In the past year, Sunnyvale, San Jose and Cupertino have seen an increase of Waymo self-driving cars on the streets. The company began testing their cars with employee volunteers as early as 2021, and after three years of trials across the US, they finally arrived in San Francisco with paid services in June 2024, according to Waymo.
Waymo cars use a combination of lider, cameras and radar to navigate. Lider, or light detection and ranging, uses laser pulses that bounce back to construct a 3D picture of the surroundings of the car. The multitude of cameras around the car provide a full view of the surroundings, and radar waves give various information, such as distance or speed, and even things such as weather conditions. All of this information is processed by a central onboard computer that performs calculations to ensure the safety of both the rider and the people around them.

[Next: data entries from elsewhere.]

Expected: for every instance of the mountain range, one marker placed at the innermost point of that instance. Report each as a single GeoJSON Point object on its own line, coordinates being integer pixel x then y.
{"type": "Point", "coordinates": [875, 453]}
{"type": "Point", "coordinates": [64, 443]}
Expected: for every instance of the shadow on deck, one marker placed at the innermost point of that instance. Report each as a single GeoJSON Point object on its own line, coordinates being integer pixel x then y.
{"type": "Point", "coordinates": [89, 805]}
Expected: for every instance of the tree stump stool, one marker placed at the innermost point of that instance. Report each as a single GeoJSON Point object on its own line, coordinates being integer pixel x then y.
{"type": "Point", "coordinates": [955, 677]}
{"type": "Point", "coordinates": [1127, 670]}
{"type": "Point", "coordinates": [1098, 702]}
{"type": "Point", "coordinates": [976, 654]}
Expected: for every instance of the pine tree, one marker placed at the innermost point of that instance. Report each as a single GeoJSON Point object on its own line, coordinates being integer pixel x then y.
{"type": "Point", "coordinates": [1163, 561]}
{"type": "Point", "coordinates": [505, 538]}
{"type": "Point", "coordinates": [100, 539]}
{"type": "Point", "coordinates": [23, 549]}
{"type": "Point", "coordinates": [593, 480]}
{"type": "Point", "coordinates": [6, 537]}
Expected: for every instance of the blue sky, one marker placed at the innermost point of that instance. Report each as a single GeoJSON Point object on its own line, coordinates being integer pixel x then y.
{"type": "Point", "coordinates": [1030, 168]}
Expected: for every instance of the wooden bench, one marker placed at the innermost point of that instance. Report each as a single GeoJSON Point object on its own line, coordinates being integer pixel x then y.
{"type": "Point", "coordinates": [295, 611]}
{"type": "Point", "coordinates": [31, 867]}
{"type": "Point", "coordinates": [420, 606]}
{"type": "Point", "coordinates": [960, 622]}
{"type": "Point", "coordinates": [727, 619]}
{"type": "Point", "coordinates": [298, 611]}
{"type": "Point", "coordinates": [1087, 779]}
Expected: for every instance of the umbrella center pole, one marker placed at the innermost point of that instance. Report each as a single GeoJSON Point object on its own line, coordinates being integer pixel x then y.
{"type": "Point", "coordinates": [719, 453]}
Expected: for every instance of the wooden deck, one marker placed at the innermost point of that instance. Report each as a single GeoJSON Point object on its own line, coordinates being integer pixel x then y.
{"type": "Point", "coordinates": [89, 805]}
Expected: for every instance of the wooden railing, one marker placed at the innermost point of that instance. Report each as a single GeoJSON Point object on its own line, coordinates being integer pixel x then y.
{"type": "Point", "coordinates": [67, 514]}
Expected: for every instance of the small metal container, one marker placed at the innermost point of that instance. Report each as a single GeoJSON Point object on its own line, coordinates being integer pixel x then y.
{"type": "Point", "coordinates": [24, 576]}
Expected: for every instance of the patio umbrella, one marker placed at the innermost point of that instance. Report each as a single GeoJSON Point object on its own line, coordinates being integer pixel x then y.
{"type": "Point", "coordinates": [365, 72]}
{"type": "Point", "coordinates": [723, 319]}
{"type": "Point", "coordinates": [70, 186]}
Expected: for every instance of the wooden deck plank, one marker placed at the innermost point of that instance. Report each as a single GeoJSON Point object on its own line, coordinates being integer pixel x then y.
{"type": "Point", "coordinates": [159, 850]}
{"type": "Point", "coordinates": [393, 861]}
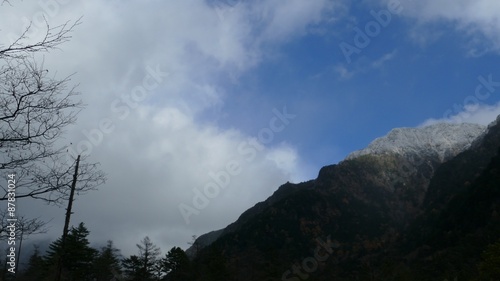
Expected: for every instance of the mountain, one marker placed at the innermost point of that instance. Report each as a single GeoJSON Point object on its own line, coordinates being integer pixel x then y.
{"type": "Point", "coordinates": [396, 210]}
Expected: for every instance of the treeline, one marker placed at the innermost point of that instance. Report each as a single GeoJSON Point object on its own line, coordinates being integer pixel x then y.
{"type": "Point", "coordinates": [82, 262]}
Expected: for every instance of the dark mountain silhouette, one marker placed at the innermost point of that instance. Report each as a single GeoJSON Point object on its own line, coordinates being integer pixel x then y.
{"type": "Point", "coordinates": [418, 204]}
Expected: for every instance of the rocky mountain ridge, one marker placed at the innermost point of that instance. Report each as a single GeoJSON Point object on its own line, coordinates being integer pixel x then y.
{"type": "Point", "coordinates": [440, 141]}
{"type": "Point", "coordinates": [390, 209]}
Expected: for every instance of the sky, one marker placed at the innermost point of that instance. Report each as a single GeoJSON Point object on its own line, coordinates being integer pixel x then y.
{"type": "Point", "coordinates": [197, 110]}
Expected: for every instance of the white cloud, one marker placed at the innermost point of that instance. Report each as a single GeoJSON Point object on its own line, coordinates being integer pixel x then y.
{"type": "Point", "coordinates": [478, 113]}
{"type": "Point", "coordinates": [160, 149]}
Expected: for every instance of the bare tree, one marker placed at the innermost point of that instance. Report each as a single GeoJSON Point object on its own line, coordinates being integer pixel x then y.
{"type": "Point", "coordinates": [34, 110]}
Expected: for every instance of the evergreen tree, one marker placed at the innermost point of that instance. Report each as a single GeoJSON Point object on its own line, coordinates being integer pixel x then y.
{"type": "Point", "coordinates": [107, 263]}
{"type": "Point", "coordinates": [132, 268]}
{"type": "Point", "coordinates": [36, 267]}
{"type": "Point", "coordinates": [144, 266]}
{"type": "Point", "coordinates": [77, 256]}
{"type": "Point", "coordinates": [176, 264]}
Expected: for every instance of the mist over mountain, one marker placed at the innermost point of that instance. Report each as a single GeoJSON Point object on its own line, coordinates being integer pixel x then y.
{"type": "Point", "coordinates": [416, 204]}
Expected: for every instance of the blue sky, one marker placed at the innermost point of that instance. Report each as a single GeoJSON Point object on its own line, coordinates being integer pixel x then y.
{"type": "Point", "coordinates": [217, 72]}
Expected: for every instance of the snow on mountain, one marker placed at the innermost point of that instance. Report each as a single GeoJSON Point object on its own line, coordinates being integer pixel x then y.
{"type": "Point", "coordinates": [439, 141]}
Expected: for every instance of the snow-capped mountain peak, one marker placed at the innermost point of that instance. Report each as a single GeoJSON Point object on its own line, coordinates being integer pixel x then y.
{"type": "Point", "coordinates": [441, 141]}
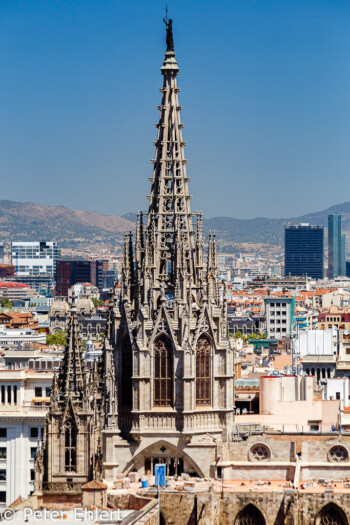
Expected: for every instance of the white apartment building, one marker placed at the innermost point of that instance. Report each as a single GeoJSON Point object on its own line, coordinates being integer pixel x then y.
{"type": "Point", "coordinates": [35, 258]}
{"type": "Point", "coordinates": [24, 400]}
{"type": "Point", "coordinates": [279, 317]}
{"type": "Point", "coordinates": [18, 335]}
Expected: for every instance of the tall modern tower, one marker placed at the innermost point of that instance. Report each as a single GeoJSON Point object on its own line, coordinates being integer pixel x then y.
{"type": "Point", "coordinates": [303, 251]}
{"type": "Point", "coordinates": [334, 246]}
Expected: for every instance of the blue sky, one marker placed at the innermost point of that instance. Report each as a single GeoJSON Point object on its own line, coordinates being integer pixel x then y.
{"type": "Point", "coordinates": [265, 87]}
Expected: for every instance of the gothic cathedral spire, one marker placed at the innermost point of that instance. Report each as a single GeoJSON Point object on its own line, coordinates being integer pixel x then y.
{"type": "Point", "coordinates": [173, 362]}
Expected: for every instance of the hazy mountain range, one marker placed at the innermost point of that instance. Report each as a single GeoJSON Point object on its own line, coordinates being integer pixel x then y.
{"type": "Point", "coordinates": [24, 221]}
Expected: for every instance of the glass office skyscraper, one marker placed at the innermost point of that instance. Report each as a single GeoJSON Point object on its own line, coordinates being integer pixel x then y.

Waymo and Jaguar have a partnership, allowing Waymo’s self-driving technology to build upon the Jaguar I-PACE. Under circumstances where the car is unsure — such as four-way stop signs or unusual intersections — Waymo’s cars may request a confirmation check from Google’s data center. However, these confirmation checks can create a backlog that contributes to traffic on the streets. On Dec. 19, 2025, San Francisco suffered from a massive power outage when a power substation burned down, leaving a third of the city without electricity for an extended period. During the outage, Waymo cars increased traffic congestion as the vehicles came to stops at inoperative intersections. Due to the outage, there were a significant number of four-way stop signs, and at each sign, Waymo vehicles requested a confirmation check from Google. However, Google systems were overloaded by these requests, and this resulted in self-driving vehicles across the city halting at stop signs, significantly increasing traffic. Waymo later issued a statement that they were improving on their current system to deal with the scale at which they operated.
Although the safety of automatic vehicles is constantly being improved upon, many people do not trust them. Around 56% of consumers are reluctant to ride in a fully autonomous vehicle and 61% of consumers believe that self-driving vehicles are more dangerous than those driven by humans, according to a survey by PatentPC in December 2025.
“The community as a whole is a mix of whether [Waymo] is good or not,” FHS sophomore Yuvaan Maini said. “There’s a lot of people interested in it, but then again, there’s also a lot of people concerned by the safety aspects of it.”
Compared to other self-driving cars, Waymo had 81% fewer injury-causing crashes and 80% or higher fewer crashes to vulnerable road users such as pedestrians and cyclists, according to the Waymo website.
Waymo cars use machine learning to train on data from millions of miles driven on public roads and billions of simulations to be able to identify objects such as pedestrians, other vehicles, and more. Furthermore, CAPTCHAs (Completely Automated Public Turing test to tell Computers and Humans Apart), specifically Google’s reCAPTCHA, help train AI models for Waymo’s self-driving cars. Waymo gathers data that identifies important things to help their models identify them when they encounter each other.
“Machine learning and AI are increasing at an unprecedented rate,” FHS freshman Avi Malhotra said. “So currently, Waymos are very good, but they also have their flaws. I think these flaws are very rare, and that they still have a little bit to go because they’re not 100% active.”